We must stop wasting mooncakes
I am writing in response to the letter 'Mooncakes thrown away untouched' (South China Morning Post, September 19). I agree that it's wasteful to dispose of mooncakes without even tasting them.
The Mid-Autumn Festival is a meaningful and important tradition, and mooncakes are a part of it. We have a wide range of mooncakes to choose from; in fact, there are even ice-cream mooncakes on sale.
Unfortunately during the holiday, many people buy a lot more mooncakes than they can actually consume. Besides the mooncakes that have been left untouched, their plastic packaging can damage the environment.
We need to change some of our habits.
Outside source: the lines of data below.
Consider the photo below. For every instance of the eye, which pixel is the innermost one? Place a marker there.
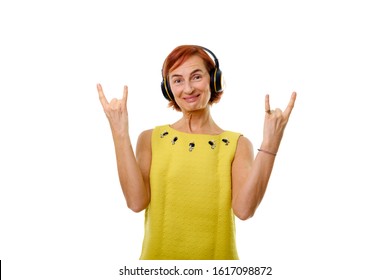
(197, 77)
(177, 80)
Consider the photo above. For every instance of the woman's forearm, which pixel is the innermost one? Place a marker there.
(130, 176)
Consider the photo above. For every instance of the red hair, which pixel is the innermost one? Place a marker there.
(178, 56)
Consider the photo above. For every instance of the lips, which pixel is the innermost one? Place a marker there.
(191, 98)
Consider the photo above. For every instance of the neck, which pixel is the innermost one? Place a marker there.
(199, 122)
Instead of just throwing unwanted mooncakes away, people could donate them to the poor.
Likewise, mooncake manufacturers should avoid wrapping their products in non-recyclable materials.
We need to stop being so wasteful.
Chan Siu-fai, King Ling College
From the Editor
Thank you for your letter, Siu-fai. Every year, we have the same outcry about how lots of mooncakes are simply wasted. To make matters worse, their 'showy' packaging fills up our landfills even more. We as buyers need to say 'no' because until we stop buying too many mooncakes the problem will persist.
In some countries, people tell their friends and family what they want. For example, when someone dies, relatives would ask for donations to be made to a charity, instead of sending flowers.
We could do something similar in Hong Kong. In fact, internet savvy students should be able to motivate people with a Facebook site, where you urge them to promise not to buy mooncakes unnecessarily. Instead, they could ask their friends and family to donate the money to a useful cause.
To see such wastage is heart-breaking. It would be much better to send that money to help people dying of starvation in Africa.